Stat 470/670 Lecture 21: Background for Hypervariate Data

Julia Fukuyama

Today

Reading: Greenacre, Biplots in Practice, Chapter 1. The book website contains links to all the chapters, and chapter 1 is linked to on the course website for today’s lecture. Also here.

Vectors and Matrices

Scalar products

Suppose \(\mathbf x\) and \(\mathbf y\) are vectors in \(\mathbb R^n\), then the scalar product of \(\mathbf x\) and \(\mathbf y\) is \[ \mathbf x \cdot \mathbf y = \sum_{i=1}^n x_i y_i \]

Norm of a vector

Suppose \(\mathbf x\) is a vector in \(\mathbb R^n\).

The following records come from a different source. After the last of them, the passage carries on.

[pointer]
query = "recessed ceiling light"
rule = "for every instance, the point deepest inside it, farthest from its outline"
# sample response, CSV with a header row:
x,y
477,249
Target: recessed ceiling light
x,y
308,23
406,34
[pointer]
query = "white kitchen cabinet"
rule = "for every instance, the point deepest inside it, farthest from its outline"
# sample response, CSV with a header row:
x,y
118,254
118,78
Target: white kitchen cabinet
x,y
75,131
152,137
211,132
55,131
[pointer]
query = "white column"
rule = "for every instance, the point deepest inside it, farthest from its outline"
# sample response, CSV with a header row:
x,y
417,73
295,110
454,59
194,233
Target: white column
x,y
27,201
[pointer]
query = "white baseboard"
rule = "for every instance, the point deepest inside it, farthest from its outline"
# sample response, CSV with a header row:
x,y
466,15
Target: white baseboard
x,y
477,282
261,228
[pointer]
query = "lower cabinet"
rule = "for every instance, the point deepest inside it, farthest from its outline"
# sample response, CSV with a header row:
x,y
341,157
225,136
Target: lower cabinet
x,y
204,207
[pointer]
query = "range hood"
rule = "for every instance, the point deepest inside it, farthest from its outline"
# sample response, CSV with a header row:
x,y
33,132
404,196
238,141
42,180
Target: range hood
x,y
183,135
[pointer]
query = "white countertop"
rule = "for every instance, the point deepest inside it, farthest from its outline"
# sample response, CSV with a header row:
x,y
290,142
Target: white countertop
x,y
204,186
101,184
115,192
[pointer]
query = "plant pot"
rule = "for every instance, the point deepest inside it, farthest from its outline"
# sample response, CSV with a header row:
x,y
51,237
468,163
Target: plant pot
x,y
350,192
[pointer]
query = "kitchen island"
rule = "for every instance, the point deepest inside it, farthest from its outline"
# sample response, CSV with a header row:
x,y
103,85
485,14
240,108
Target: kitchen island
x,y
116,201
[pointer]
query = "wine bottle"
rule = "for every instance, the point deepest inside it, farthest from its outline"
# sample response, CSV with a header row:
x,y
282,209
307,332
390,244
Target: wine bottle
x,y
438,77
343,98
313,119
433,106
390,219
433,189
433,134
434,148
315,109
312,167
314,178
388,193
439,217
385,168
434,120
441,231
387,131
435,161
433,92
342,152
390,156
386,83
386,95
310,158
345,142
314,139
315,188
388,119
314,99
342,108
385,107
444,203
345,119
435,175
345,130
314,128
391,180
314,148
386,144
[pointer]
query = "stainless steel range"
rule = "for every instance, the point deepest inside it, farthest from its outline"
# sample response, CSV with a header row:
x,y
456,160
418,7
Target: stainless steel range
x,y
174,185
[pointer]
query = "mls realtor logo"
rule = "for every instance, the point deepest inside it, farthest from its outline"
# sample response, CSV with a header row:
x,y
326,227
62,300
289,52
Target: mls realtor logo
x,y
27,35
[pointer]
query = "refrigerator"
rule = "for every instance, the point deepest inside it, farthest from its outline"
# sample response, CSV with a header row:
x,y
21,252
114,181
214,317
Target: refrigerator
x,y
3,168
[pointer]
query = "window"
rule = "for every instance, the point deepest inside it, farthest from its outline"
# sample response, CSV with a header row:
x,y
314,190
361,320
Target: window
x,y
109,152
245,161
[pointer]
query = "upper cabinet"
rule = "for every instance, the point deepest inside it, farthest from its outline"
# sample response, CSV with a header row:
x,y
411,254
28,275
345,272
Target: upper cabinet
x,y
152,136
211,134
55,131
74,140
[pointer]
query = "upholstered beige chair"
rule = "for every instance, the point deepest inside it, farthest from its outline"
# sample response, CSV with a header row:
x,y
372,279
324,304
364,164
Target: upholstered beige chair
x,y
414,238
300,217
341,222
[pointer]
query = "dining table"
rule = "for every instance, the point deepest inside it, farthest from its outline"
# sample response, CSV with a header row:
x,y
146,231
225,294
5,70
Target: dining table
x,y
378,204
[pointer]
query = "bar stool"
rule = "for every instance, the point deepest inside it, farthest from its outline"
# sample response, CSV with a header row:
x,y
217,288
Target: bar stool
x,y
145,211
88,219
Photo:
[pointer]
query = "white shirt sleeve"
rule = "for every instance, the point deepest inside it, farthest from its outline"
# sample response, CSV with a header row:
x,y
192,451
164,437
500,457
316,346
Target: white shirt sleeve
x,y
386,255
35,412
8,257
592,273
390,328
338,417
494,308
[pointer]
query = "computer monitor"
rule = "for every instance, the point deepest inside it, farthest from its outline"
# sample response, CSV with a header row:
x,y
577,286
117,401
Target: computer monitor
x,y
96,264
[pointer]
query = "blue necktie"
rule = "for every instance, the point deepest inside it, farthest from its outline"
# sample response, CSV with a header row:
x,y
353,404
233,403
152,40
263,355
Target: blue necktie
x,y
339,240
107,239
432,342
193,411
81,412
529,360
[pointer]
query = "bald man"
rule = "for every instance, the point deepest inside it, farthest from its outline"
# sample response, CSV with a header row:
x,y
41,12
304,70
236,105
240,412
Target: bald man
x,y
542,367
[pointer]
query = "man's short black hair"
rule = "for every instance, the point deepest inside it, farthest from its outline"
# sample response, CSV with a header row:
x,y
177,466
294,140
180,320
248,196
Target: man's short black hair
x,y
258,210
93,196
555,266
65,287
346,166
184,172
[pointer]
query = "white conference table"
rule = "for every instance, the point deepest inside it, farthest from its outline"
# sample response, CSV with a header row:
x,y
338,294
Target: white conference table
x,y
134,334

The norm of \(\mathbf x\) is defined as \[ \| \mathbf x\| = \sqrt{\sum_{i=1}^n x_i^2} \]

The norm is usually interpreted as a measure of size or length.

Vector operation properties

Geometry: Projection of one vector onto another

The length of the projection of \(\mathbf x\) onto \(\mathbf y\) is \(\|\mathbf x \| \cos(\theta) = (\mathbf x \cdot \mathbf y) / \|\mathbf y\|\).

More useful form: \[ \mathbf x \cdot \mathbf y = (\text{length of projection of $\mathbf x$ onto $\mathbf y$})\|\mathbf y\| \]

This result is important for visualization because we can “read off” scalar products as projections.

Matrix operations: Multiplication

Suppose \(\mathbf X \in \mathbb R^{a \times b}\) and \(\mathbf Y \in \mathbb R^{b \times c}\). Then the matrix product of \(\mathbf X\) and \(\mathbf Y\) is a matrix \(\mathbf S \in \mathbb R^{a \times c}\), where the \(i, j\) element of \(\mathbf S\) is \[ \mathbf S_{ij} = \sum_{k=1}^ b \mathbf X_{i k} \mathbf Y_{k j} \]

Note: For the matrix multiplication operation to be defined for the matrices \(\mathbf X\) and \(\mathbf Y\), the number of columns of \(\mathbf X\) must be equal to the number of rows of \(\mathbf Y\).

Matrix operations: Transpose

The matrix transpose operation flips the row and column indices. That is, \((\mathbf X^T)_{ij} = \mathbf X_{ji}\).

Matrix multiplication written as scalar products

Note that we can write the matrix multiplication operation in terms of scalar products.

As before, suppose we have \(\mathbf X \in \mathbb R^{a \times b}\) and \(\mathbf Y \in \mathbb R^{b \times c}\).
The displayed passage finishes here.